Araştırmamızın verileri madde bağımlılığıyla mücadele için ailelerde annelerin büyük bir rolü olduğunu ve çocuklarla ilişkilerinin
yaşamsal önemde bulunduğunu açıkça göstermektedir. Bu bulgulardan hareketle, MABAM-KİK’in ana hedef kitlesi anneler olarak
belirlenmiştir. MABAM-KİK’in temel amacı olarak ise madde bağımlılığı konusunda toplumsal farkındalığın artırılması benimsenmiştir. Araştırma sonuçları ayrıca, annelerin konu hakkında bilgi ihtiyacında olduklarını ortaya koymaktadır. Bu bağlamda, kampanya tasarımı için Rice and Atkin’in bilgiye dayalı (informative) kampanya tarzı benimsenmiştir.
Araştırmamızın sadece İzmir kent nüfusunu kapsamaktadır. Araştırmamız bir durum tespiti çalışmasıdır ve boylamsal (longitudinal)
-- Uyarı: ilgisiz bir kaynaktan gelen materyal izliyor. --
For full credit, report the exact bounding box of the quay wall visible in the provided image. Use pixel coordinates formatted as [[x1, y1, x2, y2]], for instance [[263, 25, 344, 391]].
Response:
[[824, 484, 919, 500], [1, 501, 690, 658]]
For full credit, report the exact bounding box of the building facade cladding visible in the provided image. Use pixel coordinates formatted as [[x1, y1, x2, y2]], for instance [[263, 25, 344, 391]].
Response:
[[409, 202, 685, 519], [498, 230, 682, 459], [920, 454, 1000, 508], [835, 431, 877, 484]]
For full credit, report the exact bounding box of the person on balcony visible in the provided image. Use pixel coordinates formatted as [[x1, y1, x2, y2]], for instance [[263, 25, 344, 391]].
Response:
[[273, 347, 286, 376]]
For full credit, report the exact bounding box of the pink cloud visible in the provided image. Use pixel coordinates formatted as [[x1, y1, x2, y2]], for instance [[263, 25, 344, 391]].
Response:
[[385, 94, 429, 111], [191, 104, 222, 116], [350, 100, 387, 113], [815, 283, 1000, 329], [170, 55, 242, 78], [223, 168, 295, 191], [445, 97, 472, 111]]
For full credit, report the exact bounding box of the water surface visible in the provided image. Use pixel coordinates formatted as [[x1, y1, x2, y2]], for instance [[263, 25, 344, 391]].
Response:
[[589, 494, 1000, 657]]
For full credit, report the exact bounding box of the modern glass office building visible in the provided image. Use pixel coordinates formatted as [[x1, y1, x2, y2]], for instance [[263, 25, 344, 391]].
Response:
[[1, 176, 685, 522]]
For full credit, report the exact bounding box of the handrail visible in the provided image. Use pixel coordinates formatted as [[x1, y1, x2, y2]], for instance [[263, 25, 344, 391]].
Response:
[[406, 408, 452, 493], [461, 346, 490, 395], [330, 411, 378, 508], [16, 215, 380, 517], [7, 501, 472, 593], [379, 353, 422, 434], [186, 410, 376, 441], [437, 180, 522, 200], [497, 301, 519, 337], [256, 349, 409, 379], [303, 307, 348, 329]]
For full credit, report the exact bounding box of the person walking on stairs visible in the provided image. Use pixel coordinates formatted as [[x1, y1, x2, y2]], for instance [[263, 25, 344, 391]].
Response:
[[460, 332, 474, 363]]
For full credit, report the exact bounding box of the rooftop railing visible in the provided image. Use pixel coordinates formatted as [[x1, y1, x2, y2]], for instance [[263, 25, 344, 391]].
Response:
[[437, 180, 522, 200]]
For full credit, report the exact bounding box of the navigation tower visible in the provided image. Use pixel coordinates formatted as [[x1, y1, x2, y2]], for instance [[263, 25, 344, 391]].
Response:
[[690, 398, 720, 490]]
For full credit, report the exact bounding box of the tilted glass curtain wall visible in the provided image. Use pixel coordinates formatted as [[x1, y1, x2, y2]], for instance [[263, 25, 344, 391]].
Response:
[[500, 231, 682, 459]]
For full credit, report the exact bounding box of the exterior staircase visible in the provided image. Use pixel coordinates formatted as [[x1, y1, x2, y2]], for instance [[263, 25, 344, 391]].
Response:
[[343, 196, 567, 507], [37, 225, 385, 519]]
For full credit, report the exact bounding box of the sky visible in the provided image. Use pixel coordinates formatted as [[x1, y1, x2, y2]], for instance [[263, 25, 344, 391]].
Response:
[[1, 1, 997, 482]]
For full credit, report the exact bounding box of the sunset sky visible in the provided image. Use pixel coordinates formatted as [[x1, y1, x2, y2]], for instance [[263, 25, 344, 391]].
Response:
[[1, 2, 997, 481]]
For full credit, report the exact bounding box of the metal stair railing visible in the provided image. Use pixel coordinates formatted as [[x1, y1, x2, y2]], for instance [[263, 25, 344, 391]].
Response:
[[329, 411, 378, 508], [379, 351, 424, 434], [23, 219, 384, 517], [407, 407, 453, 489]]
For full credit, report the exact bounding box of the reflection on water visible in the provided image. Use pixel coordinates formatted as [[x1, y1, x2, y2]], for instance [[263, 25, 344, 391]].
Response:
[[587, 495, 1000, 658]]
bir tasarıma dayanmadığı için tarihsel bir perspektifte değerlendirme olanağı sunmamaktadır. Toplumsal bir sorun olarak madde
bağımlılığı konusunun dönemsel bazı değişimler içermesi beklenir. Bu bakımdan boylamsal bir araştırma tasarımı bu tür dönemsel
değişimleri de ortaya koyabilecektir. Araştırma bulgularına dayanarak hazırlanan görsel-işitsel içeriklerin izleyici üzerindeki etkisinin
ölçülmemesi de bir eksiklik olarak nitelenebilir.
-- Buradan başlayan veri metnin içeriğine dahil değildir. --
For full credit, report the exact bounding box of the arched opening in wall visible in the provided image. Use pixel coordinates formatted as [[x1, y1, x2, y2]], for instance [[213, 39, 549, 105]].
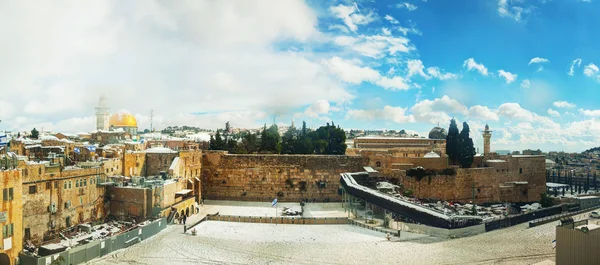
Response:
[[180, 210, 185, 218], [375, 161, 381, 167], [0, 253, 9, 265], [174, 212, 180, 222], [185, 207, 190, 217]]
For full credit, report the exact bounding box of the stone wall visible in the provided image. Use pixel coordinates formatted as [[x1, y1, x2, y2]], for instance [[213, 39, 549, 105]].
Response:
[[123, 152, 145, 177], [108, 186, 150, 220], [0, 170, 23, 265], [101, 158, 122, 177], [177, 150, 202, 201], [399, 156, 547, 203], [21, 165, 106, 245], [145, 153, 178, 176], [201, 151, 368, 202]]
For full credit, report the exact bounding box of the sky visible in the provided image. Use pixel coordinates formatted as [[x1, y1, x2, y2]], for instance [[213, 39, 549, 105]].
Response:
[[1, 0, 600, 152]]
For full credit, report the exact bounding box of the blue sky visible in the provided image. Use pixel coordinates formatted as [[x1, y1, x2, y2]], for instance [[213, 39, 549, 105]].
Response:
[[1, 0, 599, 152]]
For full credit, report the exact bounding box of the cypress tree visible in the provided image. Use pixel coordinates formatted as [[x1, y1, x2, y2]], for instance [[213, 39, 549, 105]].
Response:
[[458, 122, 475, 168], [446, 119, 460, 164]]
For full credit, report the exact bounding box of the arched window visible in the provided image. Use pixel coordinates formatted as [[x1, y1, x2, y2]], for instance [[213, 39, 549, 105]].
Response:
[[375, 161, 381, 167]]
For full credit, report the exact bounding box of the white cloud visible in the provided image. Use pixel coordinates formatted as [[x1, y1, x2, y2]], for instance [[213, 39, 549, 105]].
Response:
[[547, 108, 560, 117], [497, 70, 517, 84], [384, 15, 399, 24], [553, 101, 576, 108], [0, 0, 359, 132], [333, 34, 414, 59], [410, 95, 468, 124], [426, 67, 458, 80], [583, 63, 600, 81], [375, 76, 411, 91], [406, 59, 429, 79], [497, 0, 531, 21], [528, 57, 550, 65], [583, 63, 598, 76], [396, 3, 418, 11], [579, 108, 600, 117], [322, 56, 380, 84], [330, 4, 375, 32], [497, 103, 560, 129], [302, 100, 331, 118], [468, 105, 499, 121], [346, 106, 415, 123], [568, 58, 582, 76], [382, 27, 391, 35], [463, 58, 489, 76], [384, 15, 421, 36], [520, 79, 531, 88], [328, 24, 350, 33]]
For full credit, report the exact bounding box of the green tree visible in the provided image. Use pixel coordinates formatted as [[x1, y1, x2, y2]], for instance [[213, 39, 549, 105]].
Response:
[[209, 130, 225, 150], [240, 132, 259, 154], [539, 193, 553, 207], [225, 121, 231, 134], [296, 121, 313, 154], [446, 119, 459, 164], [281, 124, 298, 154], [458, 122, 475, 168], [259, 124, 281, 154], [30, 128, 39, 139]]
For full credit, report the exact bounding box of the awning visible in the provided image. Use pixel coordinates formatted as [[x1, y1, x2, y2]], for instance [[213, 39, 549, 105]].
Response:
[[194, 177, 200, 182], [187, 179, 193, 184], [175, 189, 193, 196]]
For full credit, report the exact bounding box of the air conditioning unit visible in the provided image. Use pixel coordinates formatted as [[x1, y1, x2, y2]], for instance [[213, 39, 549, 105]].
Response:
[[48, 202, 57, 214]]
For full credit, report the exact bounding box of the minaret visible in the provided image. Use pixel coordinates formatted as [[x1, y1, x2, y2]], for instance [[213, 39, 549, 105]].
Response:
[[482, 124, 492, 156], [95, 95, 110, 131]]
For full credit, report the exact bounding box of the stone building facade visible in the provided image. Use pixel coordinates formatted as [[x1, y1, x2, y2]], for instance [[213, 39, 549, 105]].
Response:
[[382, 155, 546, 203], [20, 162, 106, 246], [201, 151, 367, 202], [0, 169, 23, 265]]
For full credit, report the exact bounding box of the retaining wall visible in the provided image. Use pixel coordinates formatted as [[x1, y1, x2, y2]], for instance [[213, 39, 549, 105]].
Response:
[[19, 218, 167, 265], [206, 214, 348, 225]]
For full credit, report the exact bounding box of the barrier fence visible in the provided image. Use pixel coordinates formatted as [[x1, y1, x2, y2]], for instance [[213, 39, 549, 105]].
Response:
[[485, 205, 563, 232], [206, 215, 348, 225], [19, 218, 167, 265]]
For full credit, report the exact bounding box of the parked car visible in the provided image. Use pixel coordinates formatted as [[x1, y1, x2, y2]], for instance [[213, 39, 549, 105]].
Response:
[[590, 211, 600, 218]]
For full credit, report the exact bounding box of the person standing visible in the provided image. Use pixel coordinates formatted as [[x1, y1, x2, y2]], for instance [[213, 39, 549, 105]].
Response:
[[183, 214, 187, 225]]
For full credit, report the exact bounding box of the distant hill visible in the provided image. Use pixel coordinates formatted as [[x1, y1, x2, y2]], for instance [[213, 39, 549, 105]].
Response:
[[584, 147, 600, 153]]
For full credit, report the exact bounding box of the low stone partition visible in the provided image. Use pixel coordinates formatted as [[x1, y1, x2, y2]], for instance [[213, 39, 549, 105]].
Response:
[[19, 218, 167, 265], [206, 214, 348, 225], [401, 222, 486, 238]]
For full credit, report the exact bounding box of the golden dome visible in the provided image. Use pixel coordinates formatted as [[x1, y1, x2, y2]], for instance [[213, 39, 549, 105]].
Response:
[[110, 111, 137, 127]]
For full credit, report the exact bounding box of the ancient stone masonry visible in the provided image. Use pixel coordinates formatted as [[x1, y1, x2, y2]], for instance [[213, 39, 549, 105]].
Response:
[[0, 170, 23, 265], [201, 151, 367, 202], [21, 164, 106, 245], [399, 156, 547, 203], [145, 153, 178, 177]]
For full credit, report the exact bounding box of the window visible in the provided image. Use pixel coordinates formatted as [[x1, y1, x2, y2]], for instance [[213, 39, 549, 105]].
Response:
[[46, 182, 51, 189], [54, 181, 58, 189], [75, 180, 79, 188], [24, 228, 30, 240], [84, 179, 87, 187], [375, 161, 382, 167], [64, 181, 67, 189], [2, 188, 12, 201], [68, 181, 72, 189], [2, 223, 13, 238], [38, 168, 42, 175], [519, 168, 523, 174], [29, 185, 37, 194]]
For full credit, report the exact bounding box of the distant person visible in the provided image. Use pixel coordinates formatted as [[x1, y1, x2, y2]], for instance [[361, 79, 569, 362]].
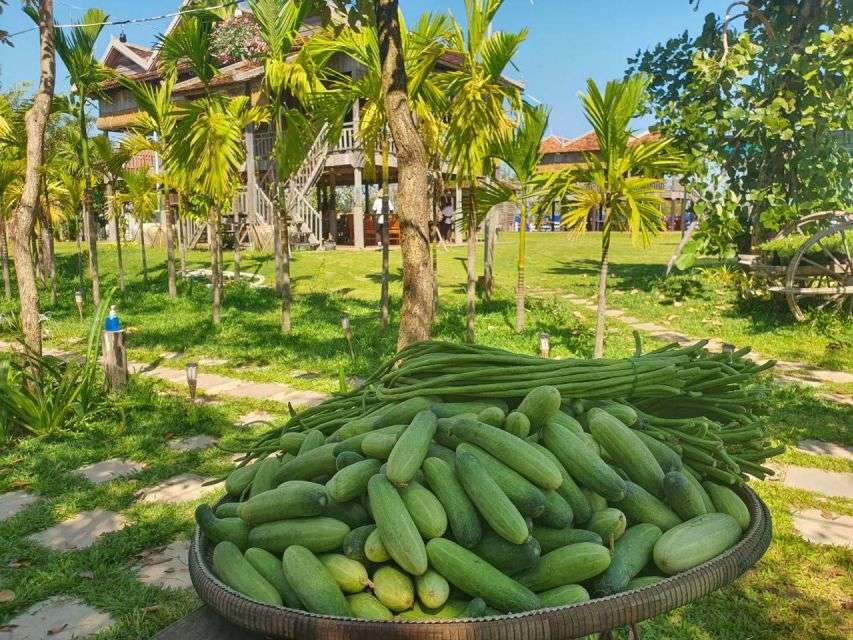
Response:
[[439, 199, 455, 241], [373, 188, 394, 246]]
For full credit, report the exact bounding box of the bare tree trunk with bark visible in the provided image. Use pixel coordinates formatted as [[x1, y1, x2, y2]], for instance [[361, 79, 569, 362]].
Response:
[[379, 137, 390, 334], [483, 212, 495, 303], [139, 219, 149, 287], [0, 211, 11, 299], [376, 0, 433, 350], [113, 208, 125, 292], [165, 202, 177, 297], [279, 192, 292, 334], [465, 189, 477, 343], [38, 184, 57, 306], [515, 197, 527, 332], [594, 228, 611, 358], [208, 208, 222, 325], [10, 0, 55, 358]]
Mothers’ Perceptions of Substance Addiction: A Research Design for Components of a Public Communication Campaign
Based on data from mixed designed research, the purpose of this study was to develop design elements of a public communication campaign on the fight against substance addiction. A focus group was conducted with mothers from the city of Izmir, Turkey. Based on the focus group findings, a survey was conducted by distributing a questionnaire to 403 mothers in Izmir. Focus group qualitative data revealed that mothers were generally aware of the risks regarding substance addiction; however, they do not relate the issue to their own children. Further, mothers were shown to be the people closest the children in their families. Survey results revealed that mothers from higher socioeconomic backgrounds were more knowledgeable regarding substance addiction. A cluster analysis showed that mothers with less education and lower income levels had lower perceptions about substance addiction risk for school environments, neighborhoods, and the city, while mothers with more education and higher income levels had higher levels of such perceptions. Considering the results of our study, mothers were chosen as the main target for the public communication campaign. Additionally, increasing social awareness about substance addiction was decided as the campaign’s main objective.